QUEM FAZ PRÉ JUÍZO ACABA NO PREJUÍZO

Imagem: Internet


Veja você como o ‘pre-conceito’ pode fazer mal para quem o pratica.

Em tempos mais que pretéritos, estava Eleutério no ponto do ônibus, sentado no banquinho de espera de uma guarita. Em determinado momento, viu se aproximar uma mulher maquiada com exagero e fumando, que logo lhe perguntou:

- Está esperando o ônibus?

Deu vontade de dizer: - Não, estou esperando o navio, que vai passar daqui a pouco.

- Você paga passagem? – ela adiantou, para deixar Eleutério mais aborrecido.

Ante sua recusa, ela explicou:

- Estou indo fazer uma entrevista de emprego. A situação pro meu lado está difícil, desempregada e sem dinheiro até para a passagem.

Sentimentos contraditórios tomaram conta de nosso amigo: ficou penalizado, tomado daquela compaixão dalaimática; também se sentiu ressentido, já que a moça estava muito maquiada e fumando (“Para cigarro e cosméticos, ela arranja dinheiro” – chegou a pensar).

Prevalecendo o sentimento de compaixão, Eleutério enfiou a mão no bolso para retirar um trocado. Para sua surpresa, havia esquecido o dinheiro em casa.

- Você desculpa, mas estou vendo que estou sem dinheiro – falou. – Tenho que ir lá em casa buscar.

 Enquanto caminhava, Eleu (estou com preguiça de escrever o nome todo) ia pensando:

- O drama da mulher em questão, correndo atrás de emprego, é um exemplo do caos em que o país está mergulhado: enquanto alastra o desemprego, com a fome batendo à porta de muitos lares, vemos políticos, sem vergonha na cara, carregando malas de dinheiro roubado; magistrados, também sem vergonha na cara, nadando em salários e penduricalhos imorais e ilegais; presidente, desprovido de vergonha na cara, comprando votos de congressistas para não ser cassado. Esse é um quadro deprimente que afronta a nossa vergonha na cara.

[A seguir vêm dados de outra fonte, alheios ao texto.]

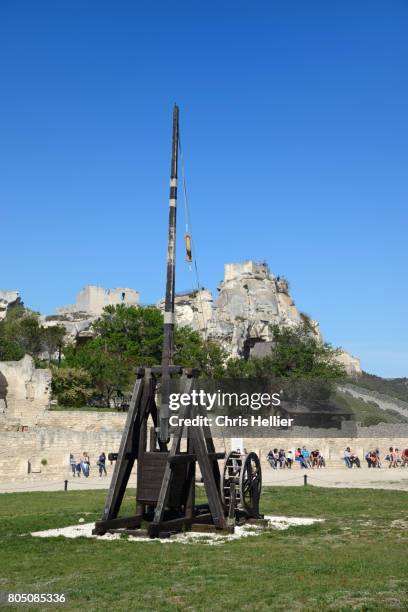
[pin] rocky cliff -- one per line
(250, 301)
(8, 299)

Eleu foi até em casa, pegou o dinheiro e voltou para o ponto. A mulher ainda estava lá, disse que o ônibus não havia passado (estaria esperando o trocado?). Eleutério (a disposição voltou) deu-lhe a metade do valor da passagem, pedindo que ela desse um jeito de conseguir o restante.

Pensa que foi maldade de Eleutério? Ele pensa que agiu assim porque reprovava o fato dela estar fumando, além de usar uma maquiagem muito carregada.

Quando veio o ônibus, a mulher não se levantou, permaneceu sentada no banco. Eleutério achou estranho. Aquilo lhe proporcionou uma derradeira e dramática reflexão:

- Está vendo como você é uma pessoa mesquinha, Eleutério? Por causa de sua sovinice e de seu falso moralismo, alguém está perdendo o emprego. Por que não lhe deu todo o dinheiro da passagem? Não vê que o fato dela estar fumando se deve à sua ansiedade e nervosismo? Não percebe que a maquiagem carregada é para causar boa impressão na entrevista?

Eleutério sabia, com tanta consideração e reflexão, algum trocado ia sobrar pra ele. No fim, ficou com sentimento de culpa: impediu uma menina de conseguir um emprego. É isso que dá ter vergonha na cara. Mas ele não lamenta ser assim, já que vergonha na cara é uma qualidade de caráter e que anda fazendo muita falta no Brasil.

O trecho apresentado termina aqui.